The good news is that as the Obama administration and numerous states tackle the ongoing opiate epidemic, an essential drug for treating opioid overdose when it happens is now being made far more available than it was a few years ago. Naloxone used to be a fixture only in emergency rooms, but is now being made more widely available to first responders like paramedics and police officers.
For decades, naloxone was only available by prescription or through emergency medical technicians at the time of an overdose. But some state and local governments have taken steps to make the reversal drug more accessible. Many law enforcement agencies are training the police to administer the drug; as of July 2015, officers in 28 states carried naloxone to reverse an overdose if they reached the scene before paramedics did. [...]
Since 2014, dozens of states have passed laws that allow Narcan to be bought directly from pharmacists without a doctor's visit. Other states allow third-party prescriptions, meaning friends or family members of users can get a prescription for someone they think is at risk.
Helping to push this trend along is $11 million made available from the Obama administration to distribute the drug and train first responders.
The bad news is that even as states invest in purchasing the drug and training those responders, the only maker of the nasal-spray form of the drug, Amphastar, has been jacking up the price without explanation.

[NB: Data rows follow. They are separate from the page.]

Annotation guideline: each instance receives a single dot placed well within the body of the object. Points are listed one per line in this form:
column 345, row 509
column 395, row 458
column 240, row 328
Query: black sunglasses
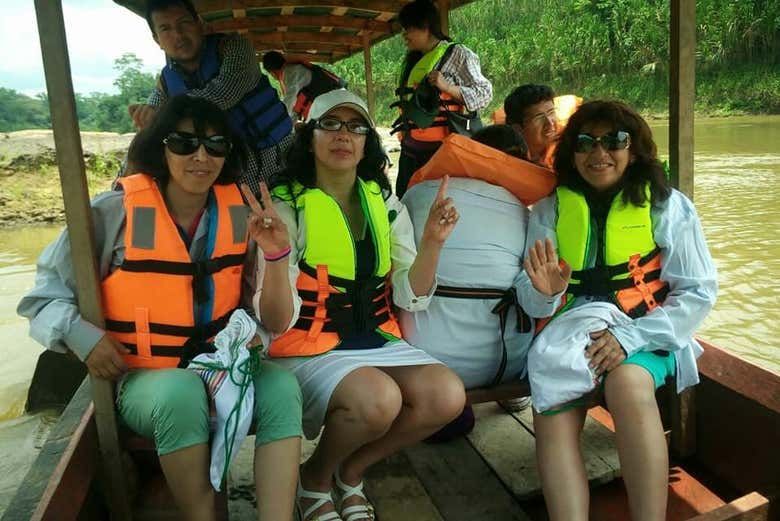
column 616, row 141
column 184, row 143
column 332, row 124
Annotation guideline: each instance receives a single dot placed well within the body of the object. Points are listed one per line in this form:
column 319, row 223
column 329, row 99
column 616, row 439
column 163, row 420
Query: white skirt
column 319, row 375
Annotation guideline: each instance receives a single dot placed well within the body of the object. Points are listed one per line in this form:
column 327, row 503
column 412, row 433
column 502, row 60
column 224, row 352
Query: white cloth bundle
column 228, row 374
column 557, row 368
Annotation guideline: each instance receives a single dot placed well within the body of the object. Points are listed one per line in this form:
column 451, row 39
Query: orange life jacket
column 460, row 156
column 334, row 304
column 149, row 300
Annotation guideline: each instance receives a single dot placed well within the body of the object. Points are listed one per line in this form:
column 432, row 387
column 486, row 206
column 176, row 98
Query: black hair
column 503, row 138
column 147, row 151
column 273, row 61
column 300, row 164
column 153, row 6
column 421, row 14
column 523, row 97
column 645, row 167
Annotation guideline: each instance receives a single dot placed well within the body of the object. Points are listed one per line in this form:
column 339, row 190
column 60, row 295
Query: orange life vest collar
column 149, row 300
column 460, row 156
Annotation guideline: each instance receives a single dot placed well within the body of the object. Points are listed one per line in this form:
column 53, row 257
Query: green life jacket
column 335, row 303
column 631, row 268
column 329, row 239
column 419, row 101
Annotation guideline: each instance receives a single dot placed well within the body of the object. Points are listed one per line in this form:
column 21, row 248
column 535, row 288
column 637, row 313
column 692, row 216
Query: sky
column 98, row 32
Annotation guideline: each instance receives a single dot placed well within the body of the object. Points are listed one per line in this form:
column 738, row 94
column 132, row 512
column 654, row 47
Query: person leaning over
column 451, row 68
column 222, row 69
column 635, row 281
column 352, row 257
column 301, row 82
column 179, row 215
column 531, row 110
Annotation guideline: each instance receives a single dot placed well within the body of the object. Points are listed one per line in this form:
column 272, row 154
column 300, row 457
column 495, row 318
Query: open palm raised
column 546, row 274
column 266, row 228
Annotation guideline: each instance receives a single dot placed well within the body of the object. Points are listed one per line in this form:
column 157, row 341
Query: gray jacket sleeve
column 52, row 306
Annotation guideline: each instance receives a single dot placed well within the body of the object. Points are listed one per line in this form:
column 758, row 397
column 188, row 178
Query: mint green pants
column 171, row 406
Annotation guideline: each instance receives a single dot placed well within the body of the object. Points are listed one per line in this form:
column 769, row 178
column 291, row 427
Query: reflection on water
column 737, row 193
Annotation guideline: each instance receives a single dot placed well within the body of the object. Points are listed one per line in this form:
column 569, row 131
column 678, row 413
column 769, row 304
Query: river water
column 737, row 194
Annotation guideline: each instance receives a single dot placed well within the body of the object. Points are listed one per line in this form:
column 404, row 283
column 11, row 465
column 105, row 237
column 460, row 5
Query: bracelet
column 273, row 257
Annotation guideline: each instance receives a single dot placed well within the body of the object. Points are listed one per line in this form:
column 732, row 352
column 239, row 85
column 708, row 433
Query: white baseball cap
column 328, row 101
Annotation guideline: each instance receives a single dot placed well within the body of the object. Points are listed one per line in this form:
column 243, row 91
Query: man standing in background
column 223, row 69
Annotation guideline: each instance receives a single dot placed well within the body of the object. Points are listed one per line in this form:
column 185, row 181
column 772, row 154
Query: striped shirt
column 238, row 74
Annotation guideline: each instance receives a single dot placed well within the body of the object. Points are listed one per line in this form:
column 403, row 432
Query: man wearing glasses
column 530, row 109
column 222, row 69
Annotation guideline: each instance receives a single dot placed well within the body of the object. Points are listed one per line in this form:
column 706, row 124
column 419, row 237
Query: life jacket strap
column 199, row 270
column 507, row 300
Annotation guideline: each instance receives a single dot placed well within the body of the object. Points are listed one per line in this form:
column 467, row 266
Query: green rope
column 246, row 371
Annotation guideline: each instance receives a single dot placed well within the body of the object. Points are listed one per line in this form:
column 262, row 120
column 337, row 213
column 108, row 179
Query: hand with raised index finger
column 265, row 226
column 547, row 275
column 442, row 217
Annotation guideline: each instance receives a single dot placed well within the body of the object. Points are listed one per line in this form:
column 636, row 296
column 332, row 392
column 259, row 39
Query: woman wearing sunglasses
column 171, row 248
column 351, row 255
column 634, row 282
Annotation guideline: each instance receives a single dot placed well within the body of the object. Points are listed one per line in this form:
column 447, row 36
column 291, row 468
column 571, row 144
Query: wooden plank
column 508, row 448
column 755, row 383
column 397, row 493
column 67, row 140
column 682, row 92
column 342, row 22
column 462, row 487
column 737, row 439
column 687, row 498
column 598, row 448
column 752, row 507
column 369, row 75
column 207, row 6
column 503, row 391
column 60, row 477
column 682, row 416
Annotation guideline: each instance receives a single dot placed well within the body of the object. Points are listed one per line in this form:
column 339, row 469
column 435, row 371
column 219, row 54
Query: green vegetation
column 595, row 48
column 97, row 111
column 606, row 48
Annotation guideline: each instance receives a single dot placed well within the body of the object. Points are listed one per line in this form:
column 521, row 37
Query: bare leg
column 187, row 474
column 276, row 476
column 561, row 467
column 432, row 397
column 644, row 459
column 362, row 408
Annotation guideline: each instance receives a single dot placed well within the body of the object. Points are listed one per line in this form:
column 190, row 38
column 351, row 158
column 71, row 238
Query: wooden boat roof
column 314, row 30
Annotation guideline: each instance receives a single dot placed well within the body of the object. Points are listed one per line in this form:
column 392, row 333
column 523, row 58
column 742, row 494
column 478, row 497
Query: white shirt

The [New Jersey] state attorney general's office will look into the soaring retail price of the heroin overdose antidote Narcan, acting Attorney General Robert Lougy told NJ Advance Media Monday.
It's not the only state that's threatened legal action. Massachusetts reached a $325,000 settlement with Amphastar in 2015 after that state's attorney general threatened the company with action, and it's picked up attention in Congress as well.
"In May 2014, a 10-dose pack (of Narcan) cost the Baltimore City Health Department roughly $190," said U.S. Rep. Elijah Cummings of Maryland in his opening remarks at a House Committee on Oversight and Government Reform hearing on the heroin epidemic last month. "Guess what? Today, it costs more than $400 for a life-saving drug."
So that's a bit curious and will no doubt (ahem) continue to be looked into. In the meantime, however, more lives are being saved by quick access to a drug that can reverse opioid overdoses, and that's a welcome change.